Do restante dos personagens da história original, ficamos sabendo que o Coruja está sob custodia federal, Ozymandias desaparecido desde 2012, Spectral passou a adotar o sobrenome de seu pai (o Comediante) e agora se chama Laurie Blake e, o Dr. Manhattan continua em marte.
Toda a tecnologia criada pelo Dr. Manhattan foi abandonada pelo temor de seu potencial cancerígeno, pois algumas tecnologias operam com o mesmo tipo de radiação encontrado na lula psíquica. Além disso, ocorrem repentinas chuvas de pequenas lulas que logo em seguida se desmancham, algo incompreensível, mas que funciona como um constante lembrete da tragédia.
Quem leu o quadrinho sabe que nele são usados muitos recursos que, a cada releitura, se tornam mais coesos em sua riqueza de detalhes, como as rimas visuais, onde uma imagem ecoa uma outra vista anteriormente, ou o uso de histórias dentro da história, para criar um tipo de subtexto.
O episódio começa utilizando muito bem esses recursos do quadrinho ao sobrepor duas situações inversas, que usam como base casos reais. Primeiro temos um garoto negro assistindo na tela do cinema uma adaptação das aventuras do Bass Reeves, o delegado negro de Oklahoma, uma figura lendária, responsável pela prisão de mais de 3000 criminosos e pela morte de 14 pessoas sem levar um único tiro. Na tela, o ator que interpreta Reeves diz“nada de justiça das ruas hoje”, evitando assim um linchamento. Fora do cinema, porém, a justiça das ruas já tomou conta de tudo, e podemos escutar sirenes e explosões e é nesse momento que a serie nos situa: Estamos em Tulsa, ano de 1921, local que abrigava a comunidade negra mais rica do pais e foi palco de uma das maiores barbáries da história americana (e que até pouco tempo não era reconhecido nos livros). Em uma tentativa de impor a “justiça das ruas”, os moradores brancos da cidade iniciaram uma explosão de violência que resultou em mais de 1000 residências e pontos comerciais dos moradores negros incendiados, além de um grande número feridos e uma quantidade incerta de mortos que, dependendo da fonte, varia de 39 até 300. O menino que estava no cinema e um recém-nascido são os únicos sobreviventes de seu grupo, e terminam caminhando por uma estrada sem rumo.
Continuamos na mesma estrada, agora em 2019, onde uma cena que inverte clichês, finaliza com um policial negro baleado pelo membro da Sétima Kavalaria.
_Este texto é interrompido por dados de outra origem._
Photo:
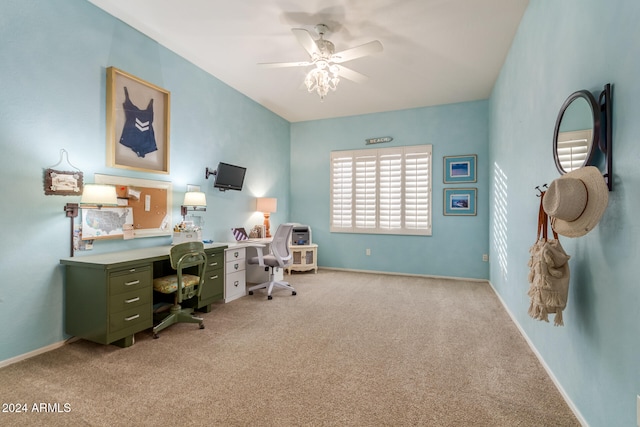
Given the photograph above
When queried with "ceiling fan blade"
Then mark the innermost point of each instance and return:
(284, 64)
(350, 74)
(357, 52)
(305, 39)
A cena segue embalada ironicamente pelo cantarolar da versão negra do musical “Oklahoma!” que o xerife Judd Crawford assiste no mesmo teatro onde o garotinho via o filme do início do episódio. Uma espiral de violência racial que quase 100 anos depois permanece enraizada na cidade onde a inversão da desigualdade social é a pólvora.
A presença do musical Oklahoma! perpassa o episódio de forma enigmática. Esta se vincula a Judd Crawford já no momento em que ele nos é apresentado no teatro, em seguida, no jantar com sua família e amigos quando ele canta “People Will Say We’re In Love”, música originalmente interpretada pelo herói do musical Curly McLaine, no final, quando o vemos enforcado, escutamos “Pore Jud is daid” que fala sobre a morte do vilão. O título do episódio “It’s summer and we’re running out of ice” (É verão e estamos ficando sem gelo), foi retirado do penúltimo verso dessa música.
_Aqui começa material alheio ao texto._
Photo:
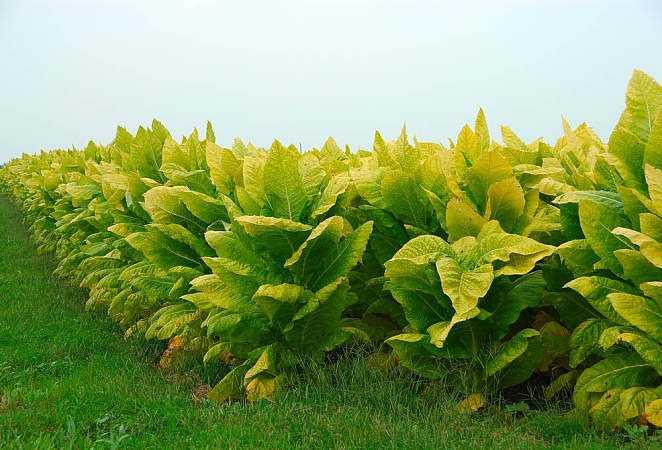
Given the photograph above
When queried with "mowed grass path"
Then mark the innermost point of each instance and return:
(69, 379)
Ao longo do episódio podemos ver uma dose de fanservice acontecer em medidas aceitáveis, que não comprometem o foco da série, como o “Quis custodiet ipsos custodes” dito pelos policiais que traduzido do latim: “Quem vigia os vigilantes?”.
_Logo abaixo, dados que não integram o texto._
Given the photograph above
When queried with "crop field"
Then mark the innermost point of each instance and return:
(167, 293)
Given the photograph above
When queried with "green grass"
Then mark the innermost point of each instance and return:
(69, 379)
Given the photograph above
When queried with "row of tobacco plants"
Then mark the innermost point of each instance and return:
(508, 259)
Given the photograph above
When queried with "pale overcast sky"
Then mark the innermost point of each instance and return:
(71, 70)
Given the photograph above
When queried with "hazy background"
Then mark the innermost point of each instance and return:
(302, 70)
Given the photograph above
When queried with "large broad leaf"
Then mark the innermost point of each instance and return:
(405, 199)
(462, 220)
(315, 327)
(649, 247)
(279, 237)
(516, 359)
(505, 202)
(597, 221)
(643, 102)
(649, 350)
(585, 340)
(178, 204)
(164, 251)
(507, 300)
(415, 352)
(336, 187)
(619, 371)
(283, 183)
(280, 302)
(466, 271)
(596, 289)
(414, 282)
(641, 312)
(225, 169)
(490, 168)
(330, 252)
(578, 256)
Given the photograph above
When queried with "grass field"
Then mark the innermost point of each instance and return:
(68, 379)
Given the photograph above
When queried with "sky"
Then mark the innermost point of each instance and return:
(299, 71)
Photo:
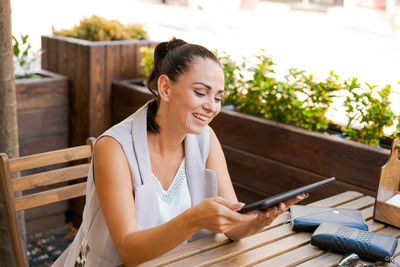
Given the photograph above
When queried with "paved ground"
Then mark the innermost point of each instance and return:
(352, 42)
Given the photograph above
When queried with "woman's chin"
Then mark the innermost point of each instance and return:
(196, 129)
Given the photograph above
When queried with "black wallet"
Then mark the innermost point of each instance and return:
(308, 218)
(368, 245)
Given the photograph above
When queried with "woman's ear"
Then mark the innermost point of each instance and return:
(164, 86)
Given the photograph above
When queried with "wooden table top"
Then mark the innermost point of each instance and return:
(277, 245)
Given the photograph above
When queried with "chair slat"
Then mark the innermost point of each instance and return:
(50, 196)
(50, 158)
(50, 177)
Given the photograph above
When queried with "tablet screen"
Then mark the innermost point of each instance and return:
(268, 202)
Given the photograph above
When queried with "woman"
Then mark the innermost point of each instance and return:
(159, 178)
A serie encontra um bom substituto para o ambiente polarizado da guerra fria que estava levando o mundo ao colapso nos anos 80, com o embate entre liberais e conservadores da atualidade, assim como a intenção original no quadrinho era ser um retrato da estrutura política de sua época. Watchmen inicia como uma boa promessa de continuidade a uma das mais importantes obras da nona arte.